In a November 2024 article published in the Communications of the Association for Computing Machinery, Daniel Martin, an associate professor of economics at the University of California at Santa Barbara, spoke about the MLB and Hawk-Eye, a strike zone monitoring AI.
Therein, Martin says the system is “incredibly accurate” but that “there’s something deeply appealing about the human element [in a game]” and “that people like people in the mix.”
Imperfect calls are a part of it. Some may prefer the spontaneity of a purely organic game. Could the real-time feedback detract from basketball’s free-flowing nature?
But Anton and Saeed stress they’re not out to replace traditional basketball but to enrich the experience with more advanced training tools–and gaming.
Cost is another factor.
Huupe’s early prototypes cost five figures and required professional installation. History shows early innovations aren’t cheap. Geoffrey Morrison of CNET, for example, reported that Phillips/Fujitsu flat-panel TVs cost $22,000 in 1997. Now a 50″ LED is $200.

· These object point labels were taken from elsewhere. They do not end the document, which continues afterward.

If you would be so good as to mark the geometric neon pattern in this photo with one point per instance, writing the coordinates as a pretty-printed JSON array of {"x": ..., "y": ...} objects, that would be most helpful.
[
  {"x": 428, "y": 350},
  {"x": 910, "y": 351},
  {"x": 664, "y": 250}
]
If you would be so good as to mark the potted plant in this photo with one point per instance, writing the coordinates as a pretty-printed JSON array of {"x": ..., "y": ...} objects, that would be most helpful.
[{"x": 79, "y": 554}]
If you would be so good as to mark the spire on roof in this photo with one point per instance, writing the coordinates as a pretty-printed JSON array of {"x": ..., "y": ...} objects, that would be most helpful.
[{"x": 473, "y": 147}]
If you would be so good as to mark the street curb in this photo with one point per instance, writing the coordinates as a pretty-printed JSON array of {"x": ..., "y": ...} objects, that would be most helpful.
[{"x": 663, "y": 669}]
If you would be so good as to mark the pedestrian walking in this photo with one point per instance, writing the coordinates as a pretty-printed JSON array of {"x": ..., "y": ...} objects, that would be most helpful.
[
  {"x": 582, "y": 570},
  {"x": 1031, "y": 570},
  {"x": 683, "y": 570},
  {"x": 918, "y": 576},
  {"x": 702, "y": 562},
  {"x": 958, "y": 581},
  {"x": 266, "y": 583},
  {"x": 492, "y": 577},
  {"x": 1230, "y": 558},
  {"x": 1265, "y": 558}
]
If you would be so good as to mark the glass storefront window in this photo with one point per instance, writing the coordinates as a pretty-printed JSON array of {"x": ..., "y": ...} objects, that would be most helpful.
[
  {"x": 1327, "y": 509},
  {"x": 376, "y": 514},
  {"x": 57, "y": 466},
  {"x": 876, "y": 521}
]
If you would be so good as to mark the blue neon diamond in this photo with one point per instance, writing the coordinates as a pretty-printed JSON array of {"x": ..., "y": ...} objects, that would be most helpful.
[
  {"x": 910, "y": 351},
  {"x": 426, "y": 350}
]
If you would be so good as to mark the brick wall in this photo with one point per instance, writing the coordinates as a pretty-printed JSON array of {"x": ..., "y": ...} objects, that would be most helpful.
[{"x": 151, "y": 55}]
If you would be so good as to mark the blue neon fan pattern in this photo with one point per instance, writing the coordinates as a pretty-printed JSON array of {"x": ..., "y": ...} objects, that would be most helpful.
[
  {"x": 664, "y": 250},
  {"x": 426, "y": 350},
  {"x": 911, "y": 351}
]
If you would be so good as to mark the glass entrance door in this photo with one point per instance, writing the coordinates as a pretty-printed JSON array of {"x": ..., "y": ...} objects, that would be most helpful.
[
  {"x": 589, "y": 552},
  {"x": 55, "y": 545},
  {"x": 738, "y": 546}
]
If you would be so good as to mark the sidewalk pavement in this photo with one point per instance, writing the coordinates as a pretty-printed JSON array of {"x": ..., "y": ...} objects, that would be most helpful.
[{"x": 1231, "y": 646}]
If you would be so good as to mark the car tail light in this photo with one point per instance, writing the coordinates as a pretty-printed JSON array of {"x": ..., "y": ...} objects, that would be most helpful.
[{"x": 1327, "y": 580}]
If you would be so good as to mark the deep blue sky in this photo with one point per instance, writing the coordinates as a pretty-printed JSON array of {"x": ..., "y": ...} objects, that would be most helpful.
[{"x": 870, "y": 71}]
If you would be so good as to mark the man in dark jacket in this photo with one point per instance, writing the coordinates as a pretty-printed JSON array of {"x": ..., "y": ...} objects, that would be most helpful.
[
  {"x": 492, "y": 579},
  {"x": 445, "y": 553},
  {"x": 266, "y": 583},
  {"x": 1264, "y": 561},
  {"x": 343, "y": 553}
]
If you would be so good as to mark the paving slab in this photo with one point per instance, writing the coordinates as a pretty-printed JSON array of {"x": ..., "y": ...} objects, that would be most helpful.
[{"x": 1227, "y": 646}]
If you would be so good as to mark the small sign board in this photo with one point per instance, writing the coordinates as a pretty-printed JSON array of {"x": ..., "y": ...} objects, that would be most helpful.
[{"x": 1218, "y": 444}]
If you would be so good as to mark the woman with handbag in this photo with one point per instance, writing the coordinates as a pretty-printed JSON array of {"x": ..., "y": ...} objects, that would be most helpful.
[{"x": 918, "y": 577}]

In time, the company introduced the Huupe Mini at $599, but critics on social media still said it’s pricey. The Huupe Mini is comparable to today’s major gaming consoles, such as PlayStation 5 Pro ($699) or Xbox Series X ($499).
The Huupe Mini sold out online and via all retailers like Best Buy, per the company, and this sellout validates that some consumers see the value in Huupe’s technology, proving that quality and innovation can outweigh price objections.
Broader market signals for AI-driven innovation suggest a rising demand for interactive gaming. For instance, on February 6, 2025, India’s Ministry of Electronics and Information Technology, through its IndiaAI platform, reported that the AI gaming market could reach $27.47B by 2029.
And Huupe’s leadership believes that, as the demand for interactive sports tech grows, the company is uniquely positioned at the intersection of AI, gaming, and athletics. The company is a first-mover advantage, but that advantage begets complexity.
Industry history suggests that once-niche breakthroughs often become standard through economies of scale and broader adoption. So as AI continues to expand its reach, the question is not if or when but who will lead this evolution of basketball.
If you ask many investors and NBA insiders, they’ll say Huupe.